I always knew the system wouldn't meet 100% of my needs all year long, but was
expecting more output in the fall (which I didn't get due to rain).

Could be anomaly, but I'll probably add some more panels when the IQ8s are available.
 
Had an idea to test if the microinverter issues were grid-related or not. Simplicity in itself, see what happens to them when running off-grid. If the resets occur, then it's not related to the grid. I was going to do it this morning, but we were too overcast.
 
Ever wonder how efficient your fixed panels are when the sun is at low angles to their fixed-tilt?
From my raw data last summer at solstice the sun is essentially straight up ( 88°). At solar noon I'm at 100% power, and four hours earlier (30° sun altitude), I'm at 50% power. The sun-angle-to-power chart suggests with atmospheric effects I should be at 50% max power at 30°; so that says my LG Neons are freaking awesome with light hitting them at 30°. Or, it could just be it was a clear morning and hazy solar noon. ;-)
1617743061732-png.44055
 
Had an idea to test if the microinverter issues were grid-related or not.

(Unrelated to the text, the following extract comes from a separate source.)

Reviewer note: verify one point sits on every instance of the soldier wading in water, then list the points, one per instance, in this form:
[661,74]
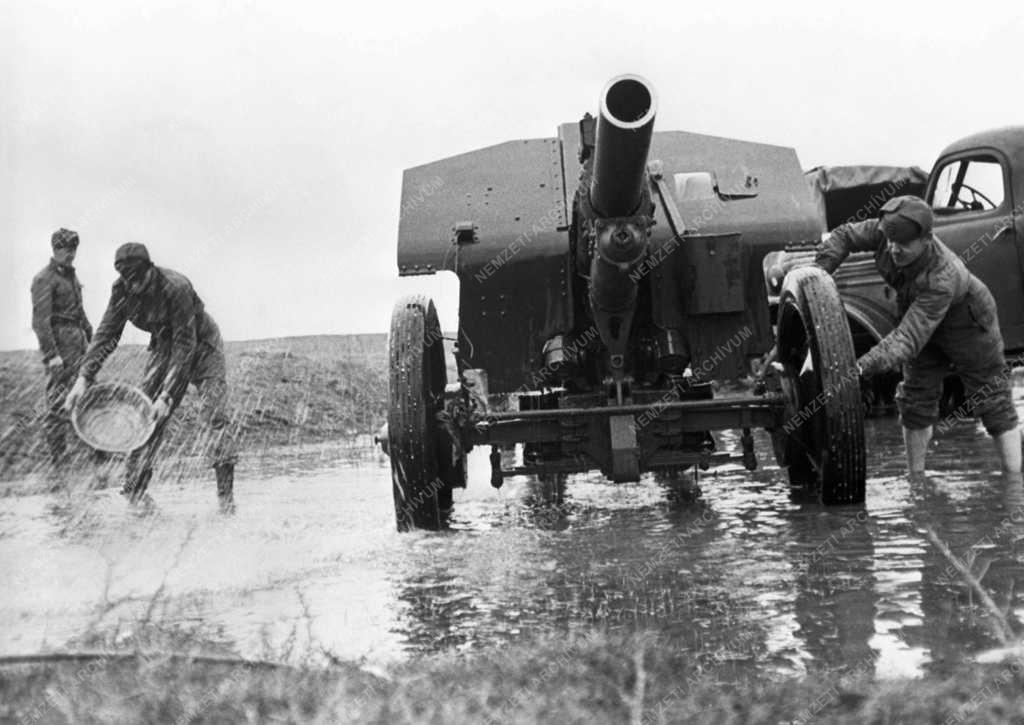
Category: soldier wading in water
[184,347]
[948,325]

Simplicity in itself, see what happens to them when running off-grid. If the resets occur, then it's not related to the grid. I was going to do it this morning, but we were too overcast.
Did the test this morning... what a nightmare.

All of the microinverters started flip-flopping on/off.

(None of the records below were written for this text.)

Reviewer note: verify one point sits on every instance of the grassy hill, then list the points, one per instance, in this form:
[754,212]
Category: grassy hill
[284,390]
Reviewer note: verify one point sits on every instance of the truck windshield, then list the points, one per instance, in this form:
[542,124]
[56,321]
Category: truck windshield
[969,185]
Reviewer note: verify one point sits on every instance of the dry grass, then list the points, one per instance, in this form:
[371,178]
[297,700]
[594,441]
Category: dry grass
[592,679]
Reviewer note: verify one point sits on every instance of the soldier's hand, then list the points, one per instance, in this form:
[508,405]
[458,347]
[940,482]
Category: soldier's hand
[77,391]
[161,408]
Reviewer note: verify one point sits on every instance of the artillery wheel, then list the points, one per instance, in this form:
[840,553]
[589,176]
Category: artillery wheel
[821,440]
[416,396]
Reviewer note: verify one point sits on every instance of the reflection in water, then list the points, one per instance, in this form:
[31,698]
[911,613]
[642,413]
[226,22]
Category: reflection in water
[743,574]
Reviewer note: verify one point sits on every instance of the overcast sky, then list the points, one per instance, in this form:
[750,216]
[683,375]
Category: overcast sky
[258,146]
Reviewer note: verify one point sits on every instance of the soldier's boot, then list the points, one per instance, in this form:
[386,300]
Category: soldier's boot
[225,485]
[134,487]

To the right, you can see the two states, every
5 min on then off.

So definitely not all is well. The IQ8s are
supposed to throttle back the inverters,
not start flipping them all off and on. I
suspect the January "fix" to the grid profile
being reset at frequency changes busted this.

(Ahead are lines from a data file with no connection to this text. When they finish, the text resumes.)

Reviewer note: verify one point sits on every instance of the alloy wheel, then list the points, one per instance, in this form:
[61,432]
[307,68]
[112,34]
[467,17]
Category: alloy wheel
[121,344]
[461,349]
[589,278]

No new news/conclusions on my 6 ill-behaved microinverters
1617811847385.png1617812169181.png


Called Enphase, after a couple of hours they said it was because the battery was approaching full charge. I explained it had been doing it since the start of the test when the battery was at 60%, so they suggested switching from savings mode to full backup.

That seems to have made the battery want to go higher, but it's still on/off rather than throttle. Hopefully, this is a one-off. I don't recall seeing this behavior before when going off-grid. Sure hope they get it fixed before hurricane season.